0

I'm trying to compare 2 files on a Solaris box and only see the lines that are not similar. I know that I can use the command given below to find lines that are not exact matches, but that isn't good enough for what I'm try to do.

comm -12 <(sort FILE1.txt | uniq) <(sort FILE2.txt | uniq) > diff.txt

For the purposes of this question I would define simlar as having the same characters ~80% of the time, but completely ignoring locations that differ (since the sections that differ may also differ in length). The locations that differ can be assumed to occur at roughly the same point in the line.
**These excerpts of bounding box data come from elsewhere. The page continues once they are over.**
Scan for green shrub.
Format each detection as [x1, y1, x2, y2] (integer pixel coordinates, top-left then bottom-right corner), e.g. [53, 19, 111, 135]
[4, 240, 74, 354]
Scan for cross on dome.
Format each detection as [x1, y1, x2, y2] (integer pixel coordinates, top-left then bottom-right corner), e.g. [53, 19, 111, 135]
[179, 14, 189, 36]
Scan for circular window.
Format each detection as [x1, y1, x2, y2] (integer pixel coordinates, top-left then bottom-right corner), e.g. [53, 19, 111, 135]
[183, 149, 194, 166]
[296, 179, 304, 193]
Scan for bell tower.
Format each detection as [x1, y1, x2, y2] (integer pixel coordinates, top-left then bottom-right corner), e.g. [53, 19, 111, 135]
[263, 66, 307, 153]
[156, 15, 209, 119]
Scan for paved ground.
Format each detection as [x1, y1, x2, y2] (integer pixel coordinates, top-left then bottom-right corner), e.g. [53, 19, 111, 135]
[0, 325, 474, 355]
In other words once we find a location that differs we have to figure out when to start comparing again.

I know this is a hard problem to solve and will appreciate any help/ideas.

EDIT:

Example input 1:

Abend for SP EAOJH with account s03284fjw and client pewaj39023eipofja,level.error
Exception Invalid account type requested: 134029830198,level.fatal
Only in file 1

Example input 2:

Exception Invalid account type requested: 1307230,level.fatal
Abend for SP EREOIWS with account 32192038409aoewj and client eowaji30948209,level.error

Example output:

Only in file 1

I am also realizing that it would be ideal if the files were not read into memory all at once since they can be nearly 100 gigs. Perhaps perl would be better than bash because of this need.

d-_-b
  • 21,536
  • 40
  • 150
  • 256
zwy
  • 1
  • 2
  • we need some sample data and expected output. Use the `{}` editing tool at the top left of the input box to keep the format of your data. Good luck. – shellter Jun 21 '13 at 14:41
  • Also consider that there special algorithms to determine similarity. I don't know how many are available as a UNIX tool. So you may have to do some coding. Example: [Levenshtein distance](http://en.wikipedia.org/wiki/Levenshtein_distance) – jim mcnamara Jun 21 '13 at 15:34
  • Looks like I may be able to just use a perl implementation of Levenshtein distance (http://cpansearch.perl.org/src/JGOLDBERG/Text-Levenshtein-0.05/Levenshtein.pm) – zwy Jun 25 '13 at 03:24

0 Answers0